19/03/2012
: TRANSFER OF A PRIMARY RESIDENCE FROM A COMPANY, CLOSE CORPORATION OR TRUST
I. Background
The distribution of assets (including a domestic residence) by a company in a
liquidation, wind-up or deregistration to a natural person generally constitutes a
disposal for capital gains tax (CGT) purposes at both the company and
shareholder levels. The distribution also constitutes a dividend for secondary tax
on companies (STC) purposes, and the acquisition of the residence triggers
transfer duty for the natural person.
II. Reasons for change
Prior to 2001, many natural persons historically utilised companies or trusts to
purchase their domestic residence. This form of holding avoided the imposition of
transfer duty without adverse tax consequences. CGT was introduced in 2001,
thereby creating a potential dual level charge. The residential property company
anti-avoidance rules (introduced in 2002) also eliminated the transfer duty
benefits of the company/trust holding structure. STC-free treatment for capital
profits was additionally limited to pre-2001 capital profits. In view of these
changes, a limited window period was granted to provide the opportunity to
transfer a residence out of a pre-existing company/trust structure. This window
period eliminated all CGT, STC and transfer duty adverse consequences. This
window period has long since expired. Upon review, it has been determined that
many taxpayers should have availed themselves of this window period relief but
have failed to do so.
III. Proposal
Tax relief granted under the previous window period of opportunity will be
restored for another window period. However, under the renewed relief, the
distribution will operate as a roll-over so that all gains or losses will be deferred.
The new roll-over rule replaces the previously granted market value step-up.
Companies or trusts will qualify for relief under these provisions on similar terms
as granted under the previous window period.
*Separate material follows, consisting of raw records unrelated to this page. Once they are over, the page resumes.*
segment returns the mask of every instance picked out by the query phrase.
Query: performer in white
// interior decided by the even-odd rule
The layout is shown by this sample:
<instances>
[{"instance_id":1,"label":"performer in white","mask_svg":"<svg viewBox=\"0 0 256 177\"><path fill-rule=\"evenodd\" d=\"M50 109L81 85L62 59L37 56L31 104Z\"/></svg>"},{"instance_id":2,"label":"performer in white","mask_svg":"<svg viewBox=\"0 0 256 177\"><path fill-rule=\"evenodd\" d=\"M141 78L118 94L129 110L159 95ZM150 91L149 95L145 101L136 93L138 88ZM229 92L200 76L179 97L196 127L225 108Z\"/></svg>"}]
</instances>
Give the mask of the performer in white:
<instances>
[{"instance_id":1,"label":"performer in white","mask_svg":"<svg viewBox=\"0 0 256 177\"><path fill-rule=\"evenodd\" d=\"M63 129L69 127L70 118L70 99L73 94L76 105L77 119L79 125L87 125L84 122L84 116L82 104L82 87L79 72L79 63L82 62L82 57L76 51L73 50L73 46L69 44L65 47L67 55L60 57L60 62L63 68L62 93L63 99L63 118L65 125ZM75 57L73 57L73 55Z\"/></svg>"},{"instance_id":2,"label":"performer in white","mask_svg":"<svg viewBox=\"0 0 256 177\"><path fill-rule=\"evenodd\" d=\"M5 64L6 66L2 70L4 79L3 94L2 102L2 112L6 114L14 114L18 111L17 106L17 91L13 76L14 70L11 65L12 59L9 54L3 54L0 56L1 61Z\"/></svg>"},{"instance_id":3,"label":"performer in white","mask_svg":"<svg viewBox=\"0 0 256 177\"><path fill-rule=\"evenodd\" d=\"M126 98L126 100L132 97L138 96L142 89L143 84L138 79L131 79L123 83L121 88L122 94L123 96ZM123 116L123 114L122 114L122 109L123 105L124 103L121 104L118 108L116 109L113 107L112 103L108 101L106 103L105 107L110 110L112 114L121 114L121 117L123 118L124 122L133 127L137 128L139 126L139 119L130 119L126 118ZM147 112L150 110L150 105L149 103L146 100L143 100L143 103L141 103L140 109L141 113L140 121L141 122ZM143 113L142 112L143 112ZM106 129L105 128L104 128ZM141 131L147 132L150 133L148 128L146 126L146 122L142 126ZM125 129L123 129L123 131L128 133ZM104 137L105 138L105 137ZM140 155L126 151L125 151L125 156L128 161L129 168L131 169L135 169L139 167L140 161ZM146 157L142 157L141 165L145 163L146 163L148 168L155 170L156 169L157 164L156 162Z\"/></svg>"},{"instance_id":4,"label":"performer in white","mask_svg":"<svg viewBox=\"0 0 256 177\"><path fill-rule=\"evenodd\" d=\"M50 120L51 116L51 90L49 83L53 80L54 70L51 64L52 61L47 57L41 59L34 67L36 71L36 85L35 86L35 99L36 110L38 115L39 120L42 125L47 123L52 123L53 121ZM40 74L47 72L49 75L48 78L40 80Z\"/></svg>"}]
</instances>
Like the old regime, the distribution
of a primary residence by a company or trust will be exempt from Transfer Duty
and STC. However, to the extent the Dividends Tax falls within the renewed
window period, the distribution will be exempt from the Dividends Tax.
IV. Effective Date
This provision will operate for a window period of opportunity of approximately two years ending on or before 31 December 2012.